Class of chordal graphs is closed under edge-contraction As the title suggests, I want to prove that the class of chordal graphs is closed under edge contraction.
A chordal graph is one in which all cycles of four or more vertices have a chord (that is, an edge that is not part of the cycle but connects two non-adjacent vertices of the cycle). Equivalently, a chordal graph is one in which every induced cycle have exactly three vertices.
An edge contraction is an operation which removes an edge from a graph while simultaneously merging the two vertices that it previously joined.
Intuitively I can get a sense of get why the above statement is true, but I am having trouble in formulating a coherent, formal proof (as is very often the case for beginners in graph theory).
Any help is much appreciated. 
 A: Ok, I actually found the proof of this one. I will post it just in case anyone ever needs it.
We will need a definition and a lemma:

Definition: Let $G=(V,E)$ be a graph and let $(T, \mathcal{S})$ be a pair where $T$ is a tree and $\mathcal{S}$ is a collection of subsets of $V$ which are in $1-1$ correspondence with the vertices of $T$. For a vertex $i$ in $T$  let $S_i \in \mathcal{S}$ be the subset that is assigned to the vertex $i$. The pair $(T, \mathcal{S})$ is called a ${\it clique}$ ${\it tree}$ of for $G$ if the following conditions hold:
(i)$\mathcal{S}$ is the set of maximal cliques in $G$
(ii)$\forall x\in V$, if $x\in S_i \cap S_j$, then $x\in S_l$ for every $l$ which lies on the path in $T$ from $i$ to $j$

In other words, a clique tree for $G$ is a tree of which the vertices represent the maximal cliques in $G$ such that for all $x\in V$, the maximal cliques that contain $x$ form a subtree of $T$.

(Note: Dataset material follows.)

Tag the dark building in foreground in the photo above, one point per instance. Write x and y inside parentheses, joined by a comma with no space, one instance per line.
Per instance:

Lemma: A graph $G=(V,E)$ is a chordal graph if and only if it is the intersection of a collection of subtrees of a tree, i.e., there exist a tree $T$ and a collection of subtrees $\{T_x : x \in V\},$ such that two vertices $x$ and $y$ of $G$ are adjacent if and only if $T_x \cap T_y \neq \emptyset$.

Finally, we are going to prove that the class of chordal graphs is closed under edge contractions:
Let $G=(V,E)$ be a chordal graph. Let $e = \{x,y\}$ be an edge of $G$ and let $G'$ be the graph obtained from $G$ by contracting the edge $e$ to a single vertex $xy$. We will prove that $G'$ is chordal. Since $G$ is chordal, we know from the above lemma that there exists a tree $T$ and a collection of subtrees $\{T_x : x\in V\}$ such that any two vertices $a$ and $b$ are adjacent if and only if $T_a \cap T_b \neq \emptyset$. 
Consider the subtrees $T_x$ and $T_y$. Since $x$ and $y$ are adjacent, we have that $T_x \cap T_y \neq \emptyset$. For the new vertex $xy$ define the subtree $T_{xy} = T_x \cup T_y$. Then $T_{xy}$ is a subtree of $T$. Any other vertex $z$ is adjacent to $xy$ in $G'$ if and only if $z$ is adjacent to $x$ or $y$ in $G$. Any subtree $T_z$ intersects $T_x$ or $T_y$ if and only if $T_z$ intersects $T_{xy}$.
Thus, the graph $G'$ is the intersection graph of a set of subtrees of a tree, and so, $G'$ is chordal.
A: It seems natural to prove the contrapositive.  I.e., we start with an arbitrary non-chordal graph $G$, and an arbitrary graph $H$ and edge $e \in E(H)$ for which $H/e$ (meaning $H$ contract $e$) is equal to $G$.  Then prove that $H$ is not chordal.
So we assume $G$ has an induced $k$-cycle for $k \geq 4$.
Let $v$ be the vertex in $G$ formed by contracting $e$.  If $v$ does not belong to this induced $k$-cycle, then $H$ also has this induced $k$-cycle, which shows that $H$ is not chordal.  So assume $v$ belongs to the $k$-cycle.
Let $a$ and $b$ be the two neighbors of $v$ in the $k$-cycle.  Let $e=\{e_1,e_2\}$.  We know:


*

*The $k$-cycle excluding $v$ forms an induced $(k-1)$-vertex path in $H$ with endpoints $a$ and $b$.

*Both $a$ and $b$ are adjacent to $e_1$ and/or $e_2$ (otherwise one or both would not be neighbors of $v$ in $G$).

*Neither $e_1$ nor $e_2$ are adjacent to a vertex $x$ in the $(k-1)$-vertex path, other than $a$ or $b$ (otherwise the $k$-cycle in $G$ would have a chord from $v$ to $x$).


Thus, we have the situation depicted below:

We check the remaining possible subgraphs induced by $\{a,b,e_1,e_2\}$ case-by-case, and we get either an induced $k$-cycle or an induced $(k+1)$-cycle in $H$.